The objective of a Dust Extraction system is not fulfilled unless the hazardous dust or contaminated dust that is filtered or removed from the dirty air stream is disposed in a proper manner without creating a secondary dust nuisance problem. Dry materials can create a secondary dust problem. In wet collectors, secondary dust problems are eliminated, although disposal of wet sludge can be a material handling problem. Solids carryover in waste water can create a sewer or water pollution problem. There are various types of dust disposal methods. In a wet system, the disposal of dust is simple, since the dust mixes with water and forms a slurrywhich can be let into a separate drain. If it is a dry dust like Cement, Coal and Ceramic dust, it is better to discharge the collected dust into the same conveyor from which it is extracted. If you take a case of brake lining out of asbestos, the dust collected in the bins at the bottom of the dust collection are mixed in a concrete mixed with water and the dust from a semisolid which is dumped into a pit which is covered later.

The other form of disposal system in dry application is to transport the collected dust into a bucket elevator and then transfer the dust into a storage silo. At the bottom of the silo there is a rotary air valve which will empty the contents into a closed dumper.

A relatively new concept is the use of insertible type dust collector (vent type) dust collector in the hood itself so that the dust is again dislodged into the same conveyor or silo. These types of dust collector are mostly used in conveyor transfer points and silos.
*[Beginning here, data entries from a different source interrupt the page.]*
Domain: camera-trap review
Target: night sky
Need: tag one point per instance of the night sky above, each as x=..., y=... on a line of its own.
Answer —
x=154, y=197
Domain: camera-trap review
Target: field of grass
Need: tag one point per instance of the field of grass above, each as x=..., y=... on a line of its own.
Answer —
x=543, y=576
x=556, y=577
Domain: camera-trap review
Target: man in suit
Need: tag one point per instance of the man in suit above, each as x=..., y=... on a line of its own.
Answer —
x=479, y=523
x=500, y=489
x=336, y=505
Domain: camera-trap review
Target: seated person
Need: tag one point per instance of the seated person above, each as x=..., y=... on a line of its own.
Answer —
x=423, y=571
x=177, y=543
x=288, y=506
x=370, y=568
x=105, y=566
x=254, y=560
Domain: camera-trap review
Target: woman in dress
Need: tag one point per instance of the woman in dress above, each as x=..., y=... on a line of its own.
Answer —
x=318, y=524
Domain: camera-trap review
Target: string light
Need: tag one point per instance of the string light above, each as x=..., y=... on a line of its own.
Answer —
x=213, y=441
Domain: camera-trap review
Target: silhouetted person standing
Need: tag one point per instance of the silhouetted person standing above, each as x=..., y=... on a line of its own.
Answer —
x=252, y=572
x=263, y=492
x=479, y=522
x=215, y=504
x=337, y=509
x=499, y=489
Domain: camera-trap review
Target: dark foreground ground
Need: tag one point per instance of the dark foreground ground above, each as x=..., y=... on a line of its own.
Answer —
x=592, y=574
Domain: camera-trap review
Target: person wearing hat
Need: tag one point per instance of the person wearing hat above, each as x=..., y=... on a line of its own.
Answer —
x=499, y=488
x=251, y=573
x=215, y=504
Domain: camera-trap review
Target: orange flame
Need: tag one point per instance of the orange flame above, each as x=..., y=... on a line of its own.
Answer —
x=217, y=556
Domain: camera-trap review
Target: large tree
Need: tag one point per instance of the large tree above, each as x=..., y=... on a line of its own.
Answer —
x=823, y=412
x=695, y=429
It is imperative to note that the objective of the system is to be properly defined and care shall be taken to specify that the system is intended only to extract the AIR BORNE dust. People have a wrong notion that a Dust Collector performs the function of a vacuum cleaning system whereby they expect that the dust collector will take care of the spillages etc. of the dust particles due to handling etc. The other aspect is to specify the guaranteed parameters like outlet emission subject to specified inlet dust condition. Another important aspect is to clearly specify the limitations in the design of Hood and placement of hood due to working conditions of tool etc. which will in turn affect the collection of dust.